Sedangkan beberapa orang yang lain sibuk dengan tali temali yang mereka gunakan
untuk mengikan pohon, dan sebagian lainya sibuk membersihkan dahan dan ranting
pada pohon trembesi tadi. Aku semakin dibuat bingung dengan semua ini. Apakah
mereka orang-orang utusan pemerintah, ataukah utusan para kaum borjuis
berkantong tebal. Entahlah.
“Grubbyuukk..”
sekali lagi kudapati sebuah pohon mahoni roboh di depanku. Tanpa ku sadari aku
memekik keras. Beberapa tatapan mata langsung tertuju padaku. Aku benar-benar tidak tahu apa yang
harus ku lakukan. Tiba-tiba bayangan nenek renta yang tadi ku temui sebelum
masuk hutan seketika muncul memenuhi pikiranku.
“Siapa kau?”
ucap seseorang dengan kapak ditanganya mengacung padaku.
“Warga. Dia
seorang warga.” Sahut yang lainnya.
Tanpa pikir
panjang aku segera berbalik arah dan lari sekencang mungkin. Pikiranku kalut.
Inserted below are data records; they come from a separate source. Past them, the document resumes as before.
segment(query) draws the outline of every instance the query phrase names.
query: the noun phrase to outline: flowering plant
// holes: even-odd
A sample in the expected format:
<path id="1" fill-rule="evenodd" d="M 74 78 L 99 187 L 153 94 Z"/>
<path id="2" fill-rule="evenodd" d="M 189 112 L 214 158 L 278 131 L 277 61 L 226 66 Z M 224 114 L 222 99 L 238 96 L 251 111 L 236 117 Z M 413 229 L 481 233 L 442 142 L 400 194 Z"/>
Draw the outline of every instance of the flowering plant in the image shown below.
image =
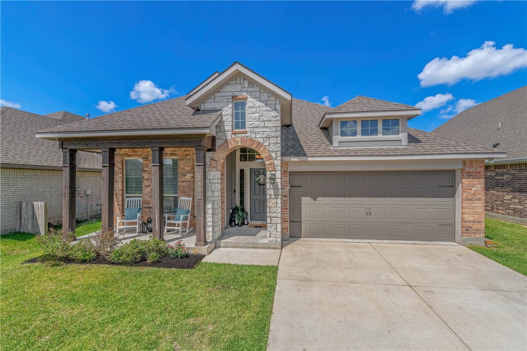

Aku tidak tahu apa yang harus ku
lakkukan. Lari!, satu kata itulah
yang memenuhi pikiranku kemudian. Tidak ada mesin berdengung, tidak ada leleki
yang mengacungkan kapak, tidak ada nenek-nenek renta yang tegopoh-gopoh. Hanya
berlari. Lari keluar hutan.
“Sial!” umpatku
dalam hati. Pagi semakin dekat menjemput. Cahaya kuning menjalaar ke seantero
langit. Hari mulai terang. Sial, mereka dapat melihatku. Sialnya lagi, akku
sendirian. Mereka berteriak sambil mengejarku. Berseru agar aku tidak lari. Sekilas
aku menolehke belakang. Mereka masih mengejarku, lengkap dengan parang yang
masih di genggamannya.
Aku masih tetap
berlari, dengan napas terenga-engah. Mereka masih tetap mengejarku. Aku mulai
bisa melihat jalan ke lluara hutan. Untunglah, sebentar lagi aku keluar dari
hutan ini, aku bisa lolos dari orang-orang terkutuk ini. Lagian aku tidak tahu
apa-apa, aku juga tidak salah apa-apa. Sekitar 10 meter lagi aku mencapai luar
hutan. Adrenalinku semakin terpacu. 9 meter, 6 meter, 2 meter, akhirnya.
Sreeettt.
Seseorang dibelakangku berhasil menarik kaos yang ku kenakan. Akku kehilangan
keseimbangan, dan kemudian tersungkur ke samping.
Besok adalah
hari ke tiga tahun 1970. Entahlah, apakah besok aku masih bisa melihat semburat
kekuningan matahari terbit?. Besok adalah hari ke tiga tahun 1970. Entahlah,
apakah hutan ini masih ada atau tinggalan dataran tanah. Besok adalah hari ke
tiga tahun 1970. Aku adalah aku, bagian yang tidak pernah memilki arti bagi
negeri ini. Besok adalah hari ke tiga tahun 1970. Entahlah.